Pour Emilia, l’entrée en prison signifie un parachutage en terre inconnue. Elle vivait dans un quartier résidentiel, dans une jolie petite maison. « Le monde finissait là, dans sa petite maison et dans son quartier. Pour elle, un pauvre était un aliène. Un quelconque immigré qui cherchait à vous vendre des briquets. Les roms s’asseyaient sur des tas de couvertures à l’extérieur des supermarchés : pour elle, ils n’étaient même pas des personnes à part entière, mais des silhouettes sans visage ni histoire ni noms. Et maintenant, elle était tombée dedans. Même table, mêmes toilettes, même école » (…) « Elles avaient fini par tout s’échanger : strings, serviettes hygiéniques, baisers, peurs, notes de mathématiques et de philosophie, désirs. »
Après l’horreur du crime et du procès, la prison apparait à Emilia comme un refuge. « Par certains côtés, c’était comme être dans le ventre de sa maman : serrée, enveloppée, à l’abri de l’immense menace du monde. On y souffrait, là-dedans, on y étouffait. Mais la vérité inavouable était qu’on y était bien aussi. »
L’image du ventre maternel se trouve aussi dans une autre description, terrible celle-là. « (…) Quand au parloir tu vois ton père en morceaux, qui cherche à le cacher, et la responsable, c’est toi. Alors c’était comme si l’obscurité t’aspirait, comme si la cellule n’avait plus de porte ni de fenêtre et se serrait sur toi, un placenta pourri et empoisonné. Les matelas ignifugés commençaient à roussir. La queue à l’infirmerie pour les cachets s’allongeait. » « On ne pouvait pas dire : maintenant je vais me promener, ça va me calmer. Non, on devait rester là obligatoirement, toutes les heures, tous les jours, et les nerfs prenaient feu. Tout prenait feu. »
Pour Emilia et son amie de captivité, Marta, la prison offre aussi l’opportunité d’étudier et, peut-être, de se gagner ainsi un futur. La directrice, une Italienne que les détenues appellent « Frau Direktorin », « était une romantique inguérissable : elle y croyait à la justice restauratrice, au rachat à travers la culture. » Elle convainc Marta et, derrière elle, Emilia, de passer le baccalauréat et d’engager des études supérieures, en histoire de l’art pour Emilia.
Dans le bureau de Frau Direktorin, Marta demande à écrire au président de la République, Carlo Azeglio Ciampi. « Une lettre pour lui dire que dans les prisons pour mineurs le droit à l’instruction n’est pas garanti. Je veux demander au président, qui est, c’est sûr, mon président à moi, n’est-ce pas ? et pas seulement celui des petites filles bien. Je veux lui demander que l’école devienne la colonne vertébrale de la peine. » La directrice lui remet un stylo et un bloc de papier. Le président répondra à la jeune effrontée.

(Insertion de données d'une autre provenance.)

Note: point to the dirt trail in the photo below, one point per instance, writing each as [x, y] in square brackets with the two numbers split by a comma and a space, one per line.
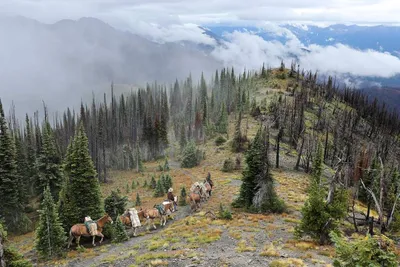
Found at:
[124, 249]
[121, 253]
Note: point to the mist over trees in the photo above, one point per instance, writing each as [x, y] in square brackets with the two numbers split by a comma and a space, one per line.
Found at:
[347, 142]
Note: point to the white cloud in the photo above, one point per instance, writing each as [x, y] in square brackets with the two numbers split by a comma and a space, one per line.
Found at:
[246, 50]
[214, 11]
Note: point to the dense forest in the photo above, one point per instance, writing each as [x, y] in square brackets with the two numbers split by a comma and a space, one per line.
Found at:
[357, 137]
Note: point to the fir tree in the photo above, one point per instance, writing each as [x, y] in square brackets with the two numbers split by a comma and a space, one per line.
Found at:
[266, 199]
[82, 188]
[182, 198]
[319, 217]
[222, 123]
[22, 175]
[31, 164]
[120, 234]
[50, 235]
[191, 156]
[139, 163]
[255, 161]
[237, 142]
[115, 204]
[159, 192]
[49, 163]
[10, 205]
[182, 140]
[138, 200]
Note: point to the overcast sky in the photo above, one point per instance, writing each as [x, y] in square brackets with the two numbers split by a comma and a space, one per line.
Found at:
[207, 12]
[176, 20]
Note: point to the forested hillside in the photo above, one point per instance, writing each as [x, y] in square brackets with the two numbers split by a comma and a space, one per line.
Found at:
[258, 125]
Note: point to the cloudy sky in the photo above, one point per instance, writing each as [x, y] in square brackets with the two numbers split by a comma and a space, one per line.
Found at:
[206, 12]
[177, 20]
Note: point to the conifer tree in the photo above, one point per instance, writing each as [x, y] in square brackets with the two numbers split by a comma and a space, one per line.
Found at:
[49, 163]
[10, 205]
[182, 198]
[159, 192]
[31, 163]
[82, 188]
[319, 217]
[222, 123]
[138, 200]
[237, 142]
[255, 161]
[139, 163]
[50, 235]
[22, 176]
[182, 140]
[191, 156]
[265, 198]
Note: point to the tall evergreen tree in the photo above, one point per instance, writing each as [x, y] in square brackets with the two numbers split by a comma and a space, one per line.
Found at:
[22, 175]
[50, 235]
[31, 163]
[255, 163]
[10, 205]
[49, 164]
[222, 123]
[319, 216]
[82, 188]
[266, 199]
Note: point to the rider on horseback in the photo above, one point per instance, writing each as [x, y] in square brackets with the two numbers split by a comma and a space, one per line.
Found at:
[91, 228]
[171, 197]
[208, 179]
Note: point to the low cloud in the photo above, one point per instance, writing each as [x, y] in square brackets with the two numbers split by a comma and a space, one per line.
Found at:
[247, 50]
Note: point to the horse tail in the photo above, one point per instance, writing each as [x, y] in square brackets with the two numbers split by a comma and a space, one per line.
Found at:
[93, 228]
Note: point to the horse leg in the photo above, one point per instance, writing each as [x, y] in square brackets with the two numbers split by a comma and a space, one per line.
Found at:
[71, 238]
[148, 224]
[78, 238]
[101, 235]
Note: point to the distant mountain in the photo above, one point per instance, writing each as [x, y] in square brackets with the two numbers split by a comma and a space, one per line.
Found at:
[63, 62]
[380, 38]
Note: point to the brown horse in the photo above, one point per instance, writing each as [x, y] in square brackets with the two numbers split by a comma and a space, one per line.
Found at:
[126, 219]
[208, 188]
[168, 206]
[80, 229]
[151, 214]
[195, 199]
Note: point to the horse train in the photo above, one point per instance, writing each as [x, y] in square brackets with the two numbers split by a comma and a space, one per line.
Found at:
[199, 192]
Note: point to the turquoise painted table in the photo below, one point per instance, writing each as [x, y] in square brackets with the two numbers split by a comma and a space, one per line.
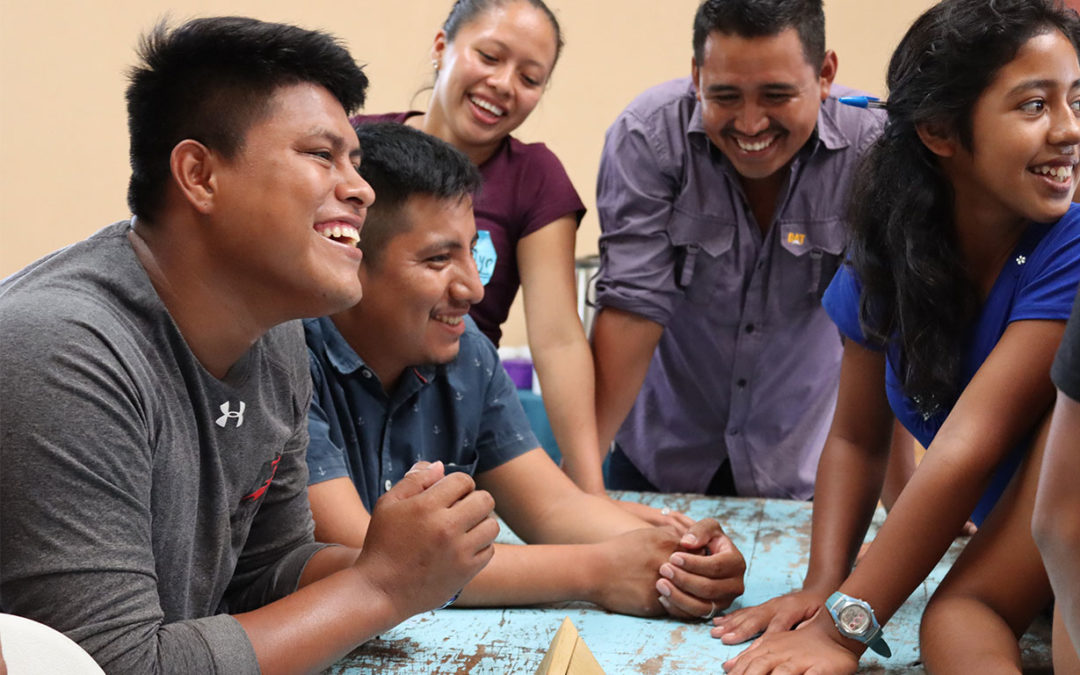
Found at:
[774, 538]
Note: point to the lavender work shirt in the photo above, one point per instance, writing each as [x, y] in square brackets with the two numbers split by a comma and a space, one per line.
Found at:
[748, 362]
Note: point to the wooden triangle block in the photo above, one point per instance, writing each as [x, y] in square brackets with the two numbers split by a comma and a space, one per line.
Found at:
[568, 655]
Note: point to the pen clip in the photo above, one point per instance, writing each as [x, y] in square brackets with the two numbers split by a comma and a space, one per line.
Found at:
[862, 102]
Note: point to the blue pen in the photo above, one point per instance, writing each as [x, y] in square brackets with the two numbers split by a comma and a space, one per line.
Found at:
[862, 102]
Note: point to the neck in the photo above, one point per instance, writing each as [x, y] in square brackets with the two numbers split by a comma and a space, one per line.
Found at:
[986, 243]
[364, 339]
[431, 122]
[763, 194]
[217, 325]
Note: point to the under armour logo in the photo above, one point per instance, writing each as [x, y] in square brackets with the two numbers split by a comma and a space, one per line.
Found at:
[227, 415]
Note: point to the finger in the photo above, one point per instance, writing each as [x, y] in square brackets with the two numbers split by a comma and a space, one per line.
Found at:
[472, 509]
[450, 488]
[700, 534]
[719, 590]
[724, 562]
[415, 482]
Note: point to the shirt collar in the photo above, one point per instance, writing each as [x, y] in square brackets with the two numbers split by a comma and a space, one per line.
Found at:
[345, 359]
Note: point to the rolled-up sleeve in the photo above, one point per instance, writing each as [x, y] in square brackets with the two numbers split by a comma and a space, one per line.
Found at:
[635, 192]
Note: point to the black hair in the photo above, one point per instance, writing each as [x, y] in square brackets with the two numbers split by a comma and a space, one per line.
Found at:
[400, 162]
[464, 11]
[210, 80]
[916, 296]
[763, 18]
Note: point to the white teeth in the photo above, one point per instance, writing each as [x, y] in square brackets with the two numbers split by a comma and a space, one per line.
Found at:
[480, 103]
[345, 233]
[1061, 174]
[754, 147]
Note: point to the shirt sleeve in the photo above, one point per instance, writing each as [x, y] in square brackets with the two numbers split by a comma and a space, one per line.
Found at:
[504, 430]
[841, 305]
[1066, 369]
[634, 200]
[76, 477]
[325, 458]
[1049, 279]
[552, 193]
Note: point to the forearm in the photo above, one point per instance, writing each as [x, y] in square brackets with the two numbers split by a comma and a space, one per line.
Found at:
[534, 575]
[323, 620]
[622, 350]
[1056, 520]
[846, 495]
[565, 369]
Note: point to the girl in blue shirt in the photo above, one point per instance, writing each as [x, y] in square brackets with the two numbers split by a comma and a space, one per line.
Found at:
[963, 264]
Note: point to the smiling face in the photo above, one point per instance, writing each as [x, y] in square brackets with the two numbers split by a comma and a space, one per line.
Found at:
[289, 206]
[419, 289]
[759, 98]
[1024, 138]
[490, 77]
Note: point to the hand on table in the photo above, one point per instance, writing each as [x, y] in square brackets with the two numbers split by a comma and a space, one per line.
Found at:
[779, 615]
[703, 576]
[659, 517]
[428, 537]
[813, 647]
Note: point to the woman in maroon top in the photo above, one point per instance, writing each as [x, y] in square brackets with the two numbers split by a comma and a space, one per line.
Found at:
[493, 61]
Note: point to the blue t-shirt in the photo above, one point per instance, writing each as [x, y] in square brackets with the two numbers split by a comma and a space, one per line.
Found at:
[464, 414]
[1038, 282]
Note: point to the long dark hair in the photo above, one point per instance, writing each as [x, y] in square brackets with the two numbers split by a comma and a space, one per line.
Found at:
[916, 296]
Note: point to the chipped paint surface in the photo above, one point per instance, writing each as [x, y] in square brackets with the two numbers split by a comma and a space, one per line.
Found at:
[774, 538]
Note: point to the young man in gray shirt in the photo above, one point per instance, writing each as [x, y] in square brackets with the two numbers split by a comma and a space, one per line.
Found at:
[152, 481]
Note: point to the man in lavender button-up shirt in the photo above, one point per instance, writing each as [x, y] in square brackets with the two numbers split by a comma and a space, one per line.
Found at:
[721, 201]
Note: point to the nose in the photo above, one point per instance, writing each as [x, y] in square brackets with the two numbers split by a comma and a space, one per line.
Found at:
[751, 120]
[468, 287]
[1065, 130]
[354, 190]
[499, 78]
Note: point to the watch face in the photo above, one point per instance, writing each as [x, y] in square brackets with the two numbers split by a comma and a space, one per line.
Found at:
[854, 619]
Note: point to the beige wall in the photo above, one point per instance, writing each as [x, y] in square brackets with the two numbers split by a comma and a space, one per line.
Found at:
[63, 135]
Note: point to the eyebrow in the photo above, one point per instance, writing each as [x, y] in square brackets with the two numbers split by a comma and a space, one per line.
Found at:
[1029, 84]
[337, 143]
[440, 245]
[771, 86]
[529, 62]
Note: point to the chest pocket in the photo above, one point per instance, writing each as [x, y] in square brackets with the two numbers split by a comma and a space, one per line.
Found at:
[812, 252]
[705, 261]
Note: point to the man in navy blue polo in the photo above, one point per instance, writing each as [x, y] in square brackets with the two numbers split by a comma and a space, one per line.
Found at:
[405, 377]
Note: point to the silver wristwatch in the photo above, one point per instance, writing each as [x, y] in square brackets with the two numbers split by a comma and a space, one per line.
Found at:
[854, 619]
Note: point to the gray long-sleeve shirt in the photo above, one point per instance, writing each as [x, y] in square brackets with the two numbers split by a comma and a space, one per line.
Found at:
[142, 499]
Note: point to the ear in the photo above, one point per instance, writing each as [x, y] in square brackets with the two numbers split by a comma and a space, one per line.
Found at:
[437, 49]
[694, 73]
[191, 164]
[937, 139]
[827, 73]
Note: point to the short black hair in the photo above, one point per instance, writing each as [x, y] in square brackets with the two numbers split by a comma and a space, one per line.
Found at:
[763, 18]
[210, 80]
[400, 162]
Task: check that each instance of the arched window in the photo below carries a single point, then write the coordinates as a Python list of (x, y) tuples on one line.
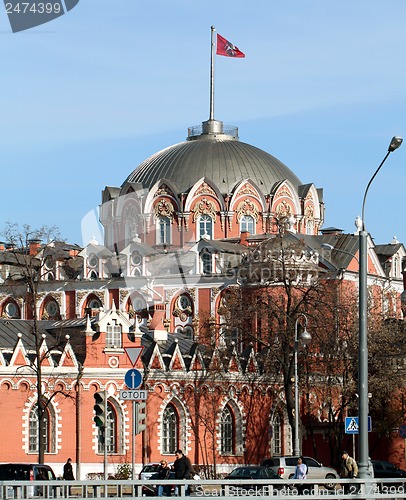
[(170, 430), (276, 435), (164, 231), (11, 310), (309, 226), (113, 335), (207, 263), (48, 437), (205, 227), (227, 432), (247, 223), (110, 432)]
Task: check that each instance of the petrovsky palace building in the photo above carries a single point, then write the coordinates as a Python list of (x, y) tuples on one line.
[(177, 231)]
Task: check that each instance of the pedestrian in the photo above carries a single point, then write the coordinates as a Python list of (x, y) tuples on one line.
[(68, 470), (163, 473), (349, 470), (183, 470), (300, 473)]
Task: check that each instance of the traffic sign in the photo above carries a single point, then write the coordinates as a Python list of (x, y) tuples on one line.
[(133, 378), (402, 431), (133, 395), (133, 353), (352, 425)]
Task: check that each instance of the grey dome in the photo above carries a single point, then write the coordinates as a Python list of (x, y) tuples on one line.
[(219, 157)]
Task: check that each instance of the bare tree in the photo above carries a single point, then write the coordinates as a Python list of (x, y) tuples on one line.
[(26, 258)]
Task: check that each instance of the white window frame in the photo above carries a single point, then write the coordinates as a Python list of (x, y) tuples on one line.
[(114, 337), (205, 226), (247, 223)]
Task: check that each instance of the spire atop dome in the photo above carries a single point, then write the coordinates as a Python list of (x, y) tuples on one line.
[(213, 129)]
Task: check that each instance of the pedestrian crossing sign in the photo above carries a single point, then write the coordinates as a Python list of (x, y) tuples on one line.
[(352, 425)]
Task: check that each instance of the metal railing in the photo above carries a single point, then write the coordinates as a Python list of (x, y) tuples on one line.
[(278, 489)]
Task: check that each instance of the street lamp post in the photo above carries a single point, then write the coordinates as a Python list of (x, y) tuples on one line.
[(363, 452), (305, 339)]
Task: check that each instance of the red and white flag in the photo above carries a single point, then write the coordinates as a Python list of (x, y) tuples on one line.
[(226, 48)]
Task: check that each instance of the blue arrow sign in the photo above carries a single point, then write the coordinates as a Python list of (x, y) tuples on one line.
[(133, 379), (352, 425)]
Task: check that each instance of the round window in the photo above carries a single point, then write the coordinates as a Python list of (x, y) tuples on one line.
[(93, 260), (49, 263), (94, 304), (11, 310), (139, 304), (183, 302), (52, 308)]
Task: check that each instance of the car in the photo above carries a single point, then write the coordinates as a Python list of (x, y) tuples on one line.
[(26, 472), (150, 489), (285, 467), (251, 472), (385, 470), (149, 469)]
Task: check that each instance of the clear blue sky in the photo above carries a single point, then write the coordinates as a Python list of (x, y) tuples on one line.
[(85, 98)]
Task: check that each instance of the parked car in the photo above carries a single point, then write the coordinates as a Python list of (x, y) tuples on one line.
[(383, 470), (149, 469), (26, 472), (285, 468), (252, 472), (150, 489)]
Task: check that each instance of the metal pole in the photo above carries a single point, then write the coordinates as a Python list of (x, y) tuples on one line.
[(363, 453), (212, 56), (105, 464), (133, 443), (296, 450), (363, 449)]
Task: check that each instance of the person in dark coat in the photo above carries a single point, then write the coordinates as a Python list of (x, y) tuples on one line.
[(182, 468), (68, 470), (163, 473)]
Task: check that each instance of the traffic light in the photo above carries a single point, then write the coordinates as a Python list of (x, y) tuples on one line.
[(140, 417), (100, 409)]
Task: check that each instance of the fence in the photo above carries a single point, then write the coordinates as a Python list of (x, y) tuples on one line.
[(277, 489)]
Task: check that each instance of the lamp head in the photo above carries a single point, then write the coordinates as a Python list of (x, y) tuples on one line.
[(395, 143), (305, 337)]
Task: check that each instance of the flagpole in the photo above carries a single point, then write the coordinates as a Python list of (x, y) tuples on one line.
[(213, 44)]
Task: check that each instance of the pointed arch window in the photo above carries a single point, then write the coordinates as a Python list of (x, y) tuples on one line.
[(47, 435), (110, 432), (247, 223), (205, 227), (227, 431), (113, 335), (170, 430), (164, 231), (276, 435)]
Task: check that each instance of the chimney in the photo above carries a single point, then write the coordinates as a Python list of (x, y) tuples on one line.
[(34, 246), (244, 235), (159, 332)]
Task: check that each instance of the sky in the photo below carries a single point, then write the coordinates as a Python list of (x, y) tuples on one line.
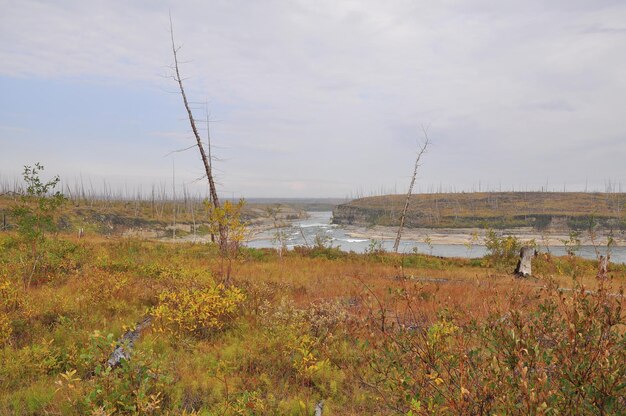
[(325, 98)]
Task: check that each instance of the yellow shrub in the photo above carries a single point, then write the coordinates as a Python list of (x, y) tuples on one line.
[(5, 328), (196, 311)]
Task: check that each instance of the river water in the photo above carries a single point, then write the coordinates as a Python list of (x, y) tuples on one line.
[(318, 227)]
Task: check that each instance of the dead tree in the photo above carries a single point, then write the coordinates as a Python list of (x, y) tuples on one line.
[(223, 233), (524, 265), (208, 136), (421, 151), (603, 267)]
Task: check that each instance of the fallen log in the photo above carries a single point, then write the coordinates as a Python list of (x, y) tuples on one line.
[(126, 343)]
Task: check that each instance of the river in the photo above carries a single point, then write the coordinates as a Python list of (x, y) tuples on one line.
[(318, 227)]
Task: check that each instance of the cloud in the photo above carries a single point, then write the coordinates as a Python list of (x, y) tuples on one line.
[(338, 90)]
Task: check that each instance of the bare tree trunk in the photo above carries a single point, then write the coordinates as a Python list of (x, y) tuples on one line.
[(421, 151), (603, 267), (208, 135), (205, 160), (319, 408), (524, 265)]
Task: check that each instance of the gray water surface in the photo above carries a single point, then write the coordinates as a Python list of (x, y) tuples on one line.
[(318, 226)]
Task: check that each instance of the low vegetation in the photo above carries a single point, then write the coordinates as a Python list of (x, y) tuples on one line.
[(371, 333), (242, 331)]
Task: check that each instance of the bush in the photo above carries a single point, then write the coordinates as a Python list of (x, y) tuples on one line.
[(196, 311)]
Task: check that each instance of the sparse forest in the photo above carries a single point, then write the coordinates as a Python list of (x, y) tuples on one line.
[(96, 325), (174, 299)]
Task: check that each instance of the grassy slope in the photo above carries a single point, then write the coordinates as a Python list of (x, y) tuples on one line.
[(316, 324), (503, 208)]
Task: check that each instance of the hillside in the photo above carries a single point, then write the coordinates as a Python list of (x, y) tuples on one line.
[(540, 210), (157, 218)]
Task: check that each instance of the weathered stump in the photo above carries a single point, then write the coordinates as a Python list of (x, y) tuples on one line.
[(524, 265), (603, 267), (126, 343)]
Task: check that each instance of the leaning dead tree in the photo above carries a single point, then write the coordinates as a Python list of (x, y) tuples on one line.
[(223, 233), (421, 151)]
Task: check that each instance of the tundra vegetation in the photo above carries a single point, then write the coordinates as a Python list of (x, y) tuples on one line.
[(373, 333)]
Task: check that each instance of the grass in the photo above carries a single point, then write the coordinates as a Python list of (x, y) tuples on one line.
[(366, 333)]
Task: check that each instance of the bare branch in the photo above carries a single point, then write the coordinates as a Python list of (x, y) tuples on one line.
[(421, 151)]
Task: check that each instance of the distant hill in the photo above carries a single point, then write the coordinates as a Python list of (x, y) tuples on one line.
[(540, 210)]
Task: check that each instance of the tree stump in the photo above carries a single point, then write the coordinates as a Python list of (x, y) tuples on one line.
[(524, 265)]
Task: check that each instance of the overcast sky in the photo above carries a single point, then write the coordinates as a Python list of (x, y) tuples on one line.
[(318, 98)]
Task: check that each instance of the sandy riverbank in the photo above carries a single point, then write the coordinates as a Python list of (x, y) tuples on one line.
[(477, 235)]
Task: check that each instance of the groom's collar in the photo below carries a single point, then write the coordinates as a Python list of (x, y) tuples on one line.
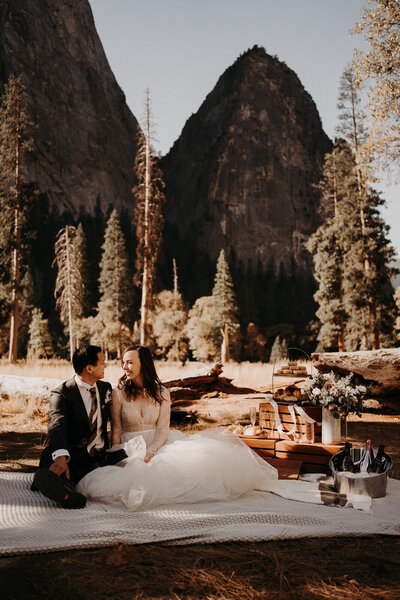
[(82, 384)]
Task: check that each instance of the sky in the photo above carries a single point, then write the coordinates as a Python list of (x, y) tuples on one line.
[(179, 49)]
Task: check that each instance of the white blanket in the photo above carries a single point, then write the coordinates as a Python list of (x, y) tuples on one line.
[(29, 522)]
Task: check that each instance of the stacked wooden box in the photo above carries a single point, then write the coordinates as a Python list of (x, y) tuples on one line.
[(315, 412), (292, 370), (294, 457)]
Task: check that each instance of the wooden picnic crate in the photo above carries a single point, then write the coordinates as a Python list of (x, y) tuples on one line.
[(262, 446), (315, 457), (315, 412)]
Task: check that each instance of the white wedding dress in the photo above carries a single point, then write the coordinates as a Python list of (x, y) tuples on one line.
[(206, 466)]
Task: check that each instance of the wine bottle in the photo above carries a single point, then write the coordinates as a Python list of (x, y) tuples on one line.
[(376, 465), (366, 457), (347, 464)]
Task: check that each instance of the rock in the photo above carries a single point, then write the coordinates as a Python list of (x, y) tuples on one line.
[(380, 367), (241, 177), (85, 144)]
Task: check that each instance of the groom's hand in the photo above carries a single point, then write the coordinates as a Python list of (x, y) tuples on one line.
[(60, 466)]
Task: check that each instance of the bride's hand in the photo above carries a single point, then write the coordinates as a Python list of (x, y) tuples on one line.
[(148, 457)]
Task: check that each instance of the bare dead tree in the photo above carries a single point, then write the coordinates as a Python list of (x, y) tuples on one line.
[(69, 288), (148, 219)]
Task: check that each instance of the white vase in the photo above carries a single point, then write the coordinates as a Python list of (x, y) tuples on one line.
[(330, 427)]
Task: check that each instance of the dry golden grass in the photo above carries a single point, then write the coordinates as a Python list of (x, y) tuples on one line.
[(306, 569), (245, 374)]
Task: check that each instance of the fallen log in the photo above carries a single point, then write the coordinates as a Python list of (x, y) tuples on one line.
[(380, 368), (201, 378)]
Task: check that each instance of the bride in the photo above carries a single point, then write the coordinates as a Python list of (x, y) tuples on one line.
[(164, 466)]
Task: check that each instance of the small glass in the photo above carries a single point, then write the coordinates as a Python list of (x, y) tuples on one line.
[(263, 417)]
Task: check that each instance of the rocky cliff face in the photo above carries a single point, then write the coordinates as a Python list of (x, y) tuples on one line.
[(241, 175), (86, 137)]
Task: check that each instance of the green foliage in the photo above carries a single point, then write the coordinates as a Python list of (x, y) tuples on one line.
[(378, 69), (351, 249), (40, 344), (82, 265), (115, 315), (16, 130), (224, 307), (255, 347), (397, 300), (279, 350), (169, 320), (210, 314)]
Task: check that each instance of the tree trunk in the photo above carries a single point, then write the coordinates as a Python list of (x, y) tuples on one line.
[(70, 321), (225, 344), (380, 367), (16, 279), (145, 280)]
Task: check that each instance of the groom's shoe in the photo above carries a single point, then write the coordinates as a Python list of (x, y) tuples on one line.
[(58, 489)]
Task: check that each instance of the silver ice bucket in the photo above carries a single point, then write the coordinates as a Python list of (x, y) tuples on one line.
[(373, 485)]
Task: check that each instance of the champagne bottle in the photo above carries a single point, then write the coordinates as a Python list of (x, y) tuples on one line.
[(366, 458), (376, 465), (347, 464)]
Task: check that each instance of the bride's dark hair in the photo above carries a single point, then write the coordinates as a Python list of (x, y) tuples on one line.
[(151, 381)]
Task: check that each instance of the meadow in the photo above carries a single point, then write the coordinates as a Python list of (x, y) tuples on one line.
[(327, 568), (245, 374)]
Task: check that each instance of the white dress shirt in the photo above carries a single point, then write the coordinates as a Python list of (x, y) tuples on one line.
[(84, 390)]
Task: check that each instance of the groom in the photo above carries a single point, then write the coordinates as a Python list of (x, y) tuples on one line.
[(78, 440)]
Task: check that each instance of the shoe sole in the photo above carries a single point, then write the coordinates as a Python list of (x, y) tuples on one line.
[(55, 488)]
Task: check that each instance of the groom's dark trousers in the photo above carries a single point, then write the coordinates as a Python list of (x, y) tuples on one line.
[(69, 429)]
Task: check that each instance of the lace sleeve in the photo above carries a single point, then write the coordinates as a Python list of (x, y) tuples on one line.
[(162, 426), (116, 423)]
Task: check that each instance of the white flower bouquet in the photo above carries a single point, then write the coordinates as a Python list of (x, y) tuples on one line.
[(335, 393)]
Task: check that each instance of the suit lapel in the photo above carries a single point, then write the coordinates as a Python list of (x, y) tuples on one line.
[(76, 399)]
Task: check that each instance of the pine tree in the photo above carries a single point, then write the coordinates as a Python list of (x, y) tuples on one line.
[(40, 344), (169, 325), (328, 244), (279, 350), (68, 290), (370, 246), (148, 219), (379, 69), (348, 291), (225, 309), (397, 301), (255, 347), (80, 248), (201, 331), (16, 130), (116, 289)]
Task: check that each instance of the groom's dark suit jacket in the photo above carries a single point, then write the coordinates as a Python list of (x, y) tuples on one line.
[(69, 427)]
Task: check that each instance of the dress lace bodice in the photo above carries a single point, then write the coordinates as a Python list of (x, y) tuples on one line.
[(141, 414)]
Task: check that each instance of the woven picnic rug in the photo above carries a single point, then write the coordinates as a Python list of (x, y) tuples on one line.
[(31, 523)]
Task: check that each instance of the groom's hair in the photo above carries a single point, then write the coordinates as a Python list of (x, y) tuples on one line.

« Cœur noir » est habité de fortes personnalités. Son père, Riccardo, est décrit comme « un géant de force, de compréhension, de dignité. » Marta, son amie de captivité, violée dans son enfance, cabossée par la vie. « Certaines personnes l’ont, cette force. Marta était l’une d’elles. Une sorte d’attachement féroce à la vie, en vertu duquel, quoi qu’il arrive, même de plus horrible, de plus irréparable, tu dois. Vivre, avancer. Comme Ulysse. » La directrice de la prison, l’institutrice, la conseillère d’insertion ont la foi chevillée au corps.
Basilio, l’ermite de Sassaia, répond à Bruno qui s’étonne de la passion d’Emilia pour la restauration des églises, elle qui semble vraiment allergique à la religion : « personne ne connaît Dieu mieux qu’elle. »
Cuore nero, Cœur noir, est, parmi les romans que j’ai lus ces dernières années, celui qui m’a plus habité.